Yonatan Offek

**Name of the Vulnerable Software and Affected Versions** Drupal Form Builder versions 7.X-1.0 through 7.X-1.22 **Description** A flaw exists in Drupal Form Builder that allows for Cross-Site Scripting (XSS). This issue is due to improper neutralization of input during web page generation. Successful exploitation could allow an attacker to inject malicious scripts into web pages viewed by other users. **Recommendations** Update Drupal Form Builder to a version later than 7.X-1.22.

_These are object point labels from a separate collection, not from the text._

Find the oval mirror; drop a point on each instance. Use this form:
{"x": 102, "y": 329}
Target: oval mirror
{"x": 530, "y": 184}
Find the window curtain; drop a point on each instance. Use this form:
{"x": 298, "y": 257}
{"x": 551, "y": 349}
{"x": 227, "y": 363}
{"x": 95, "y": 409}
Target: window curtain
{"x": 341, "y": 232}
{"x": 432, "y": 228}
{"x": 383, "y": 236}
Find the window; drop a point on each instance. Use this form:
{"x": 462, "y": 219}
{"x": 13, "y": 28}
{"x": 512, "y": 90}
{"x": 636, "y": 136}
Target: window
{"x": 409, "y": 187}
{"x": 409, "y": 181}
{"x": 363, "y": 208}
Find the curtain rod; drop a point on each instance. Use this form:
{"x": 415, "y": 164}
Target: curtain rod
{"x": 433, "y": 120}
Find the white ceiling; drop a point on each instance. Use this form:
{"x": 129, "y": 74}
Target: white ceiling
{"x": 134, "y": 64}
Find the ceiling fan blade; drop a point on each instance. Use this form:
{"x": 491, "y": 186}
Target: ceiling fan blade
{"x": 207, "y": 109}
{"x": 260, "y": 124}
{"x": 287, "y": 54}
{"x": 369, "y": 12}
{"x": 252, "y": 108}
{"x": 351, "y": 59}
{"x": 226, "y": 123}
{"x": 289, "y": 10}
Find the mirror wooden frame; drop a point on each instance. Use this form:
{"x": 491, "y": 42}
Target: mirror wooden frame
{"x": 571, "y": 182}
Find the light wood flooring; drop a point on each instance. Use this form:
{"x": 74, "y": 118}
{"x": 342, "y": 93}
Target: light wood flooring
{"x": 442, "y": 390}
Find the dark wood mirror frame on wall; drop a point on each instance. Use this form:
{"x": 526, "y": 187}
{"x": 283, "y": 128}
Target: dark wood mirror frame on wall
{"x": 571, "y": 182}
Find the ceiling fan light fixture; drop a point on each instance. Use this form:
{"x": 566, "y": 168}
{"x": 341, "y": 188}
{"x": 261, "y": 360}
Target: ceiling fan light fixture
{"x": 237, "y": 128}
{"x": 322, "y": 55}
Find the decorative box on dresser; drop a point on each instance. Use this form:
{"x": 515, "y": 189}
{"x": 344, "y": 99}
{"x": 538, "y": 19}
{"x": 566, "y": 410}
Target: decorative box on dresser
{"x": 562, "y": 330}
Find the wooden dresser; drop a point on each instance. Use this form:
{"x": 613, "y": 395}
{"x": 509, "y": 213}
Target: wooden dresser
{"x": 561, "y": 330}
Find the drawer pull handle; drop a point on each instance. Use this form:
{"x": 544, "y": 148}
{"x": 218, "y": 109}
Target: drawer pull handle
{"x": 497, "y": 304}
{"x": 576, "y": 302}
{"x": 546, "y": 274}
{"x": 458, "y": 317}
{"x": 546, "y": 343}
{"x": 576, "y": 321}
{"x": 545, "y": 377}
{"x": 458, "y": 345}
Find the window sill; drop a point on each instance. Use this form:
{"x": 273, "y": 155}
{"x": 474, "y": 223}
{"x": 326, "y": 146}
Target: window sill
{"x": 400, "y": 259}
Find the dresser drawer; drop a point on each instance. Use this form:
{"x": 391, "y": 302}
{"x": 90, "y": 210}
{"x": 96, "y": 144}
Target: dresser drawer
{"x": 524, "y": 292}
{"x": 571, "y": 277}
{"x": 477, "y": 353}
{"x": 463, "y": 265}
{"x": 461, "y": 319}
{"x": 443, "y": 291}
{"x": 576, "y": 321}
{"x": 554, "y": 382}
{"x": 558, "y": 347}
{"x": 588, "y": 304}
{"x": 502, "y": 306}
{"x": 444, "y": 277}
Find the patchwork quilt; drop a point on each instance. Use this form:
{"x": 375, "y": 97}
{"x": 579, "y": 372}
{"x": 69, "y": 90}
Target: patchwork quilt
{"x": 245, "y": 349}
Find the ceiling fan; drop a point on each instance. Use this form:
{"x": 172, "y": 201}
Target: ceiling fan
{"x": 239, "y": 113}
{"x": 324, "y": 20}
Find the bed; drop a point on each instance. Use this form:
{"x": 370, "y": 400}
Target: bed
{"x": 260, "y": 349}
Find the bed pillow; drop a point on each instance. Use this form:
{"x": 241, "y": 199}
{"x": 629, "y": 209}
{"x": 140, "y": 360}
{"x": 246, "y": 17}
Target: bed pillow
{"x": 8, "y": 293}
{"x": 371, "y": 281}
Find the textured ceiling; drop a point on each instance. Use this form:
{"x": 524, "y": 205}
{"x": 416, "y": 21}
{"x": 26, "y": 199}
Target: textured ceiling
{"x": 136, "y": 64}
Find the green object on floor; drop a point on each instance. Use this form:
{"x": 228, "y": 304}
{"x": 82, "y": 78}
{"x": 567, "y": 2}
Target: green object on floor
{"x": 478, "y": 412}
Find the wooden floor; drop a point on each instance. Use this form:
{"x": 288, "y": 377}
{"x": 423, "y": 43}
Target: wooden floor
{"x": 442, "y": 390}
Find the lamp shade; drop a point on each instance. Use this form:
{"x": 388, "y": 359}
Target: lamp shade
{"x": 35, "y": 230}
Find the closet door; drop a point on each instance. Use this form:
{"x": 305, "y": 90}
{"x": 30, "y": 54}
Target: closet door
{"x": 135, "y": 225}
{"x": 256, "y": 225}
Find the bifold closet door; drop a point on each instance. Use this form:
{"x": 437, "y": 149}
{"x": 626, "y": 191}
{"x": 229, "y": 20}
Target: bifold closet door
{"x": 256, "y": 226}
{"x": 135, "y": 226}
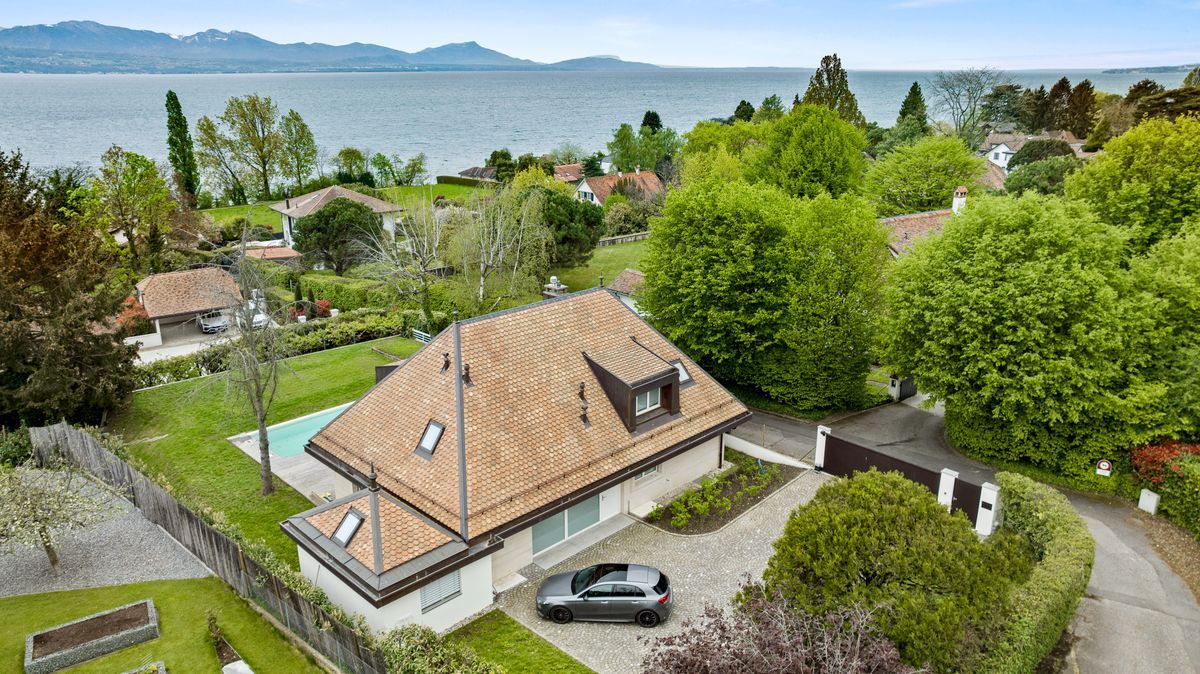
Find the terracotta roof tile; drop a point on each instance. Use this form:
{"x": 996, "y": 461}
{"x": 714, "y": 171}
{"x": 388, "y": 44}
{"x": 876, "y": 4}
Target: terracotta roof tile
{"x": 190, "y": 292}
{"x": 526, "y": 444}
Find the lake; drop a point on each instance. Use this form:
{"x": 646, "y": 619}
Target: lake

**Name of the Vulnerable Software and Affected Versions** Backdrop CMS Flag module versions prior to 1.x-3.6.2 **Description** A Cross-Site Scripting issue was discovered in the Flag module for Backdrop CMS. The module does not verify flag links before performing the flag action, or verify that the response returned was provided by the flag module, allowing crafted HTML to result in Cross Site Scripting. This issue is mitigated by the fact that an attacker must have a role with permission to create links on the website. **Recommendations** For Backdrop CMS Flag module versions prior to 1.x-3.6.2, update to version 1.x-3.6.2 or later to resolve the issue. As a temporary workaround, consider restricting the permission to create links on the website to minimize the risk of exploitation.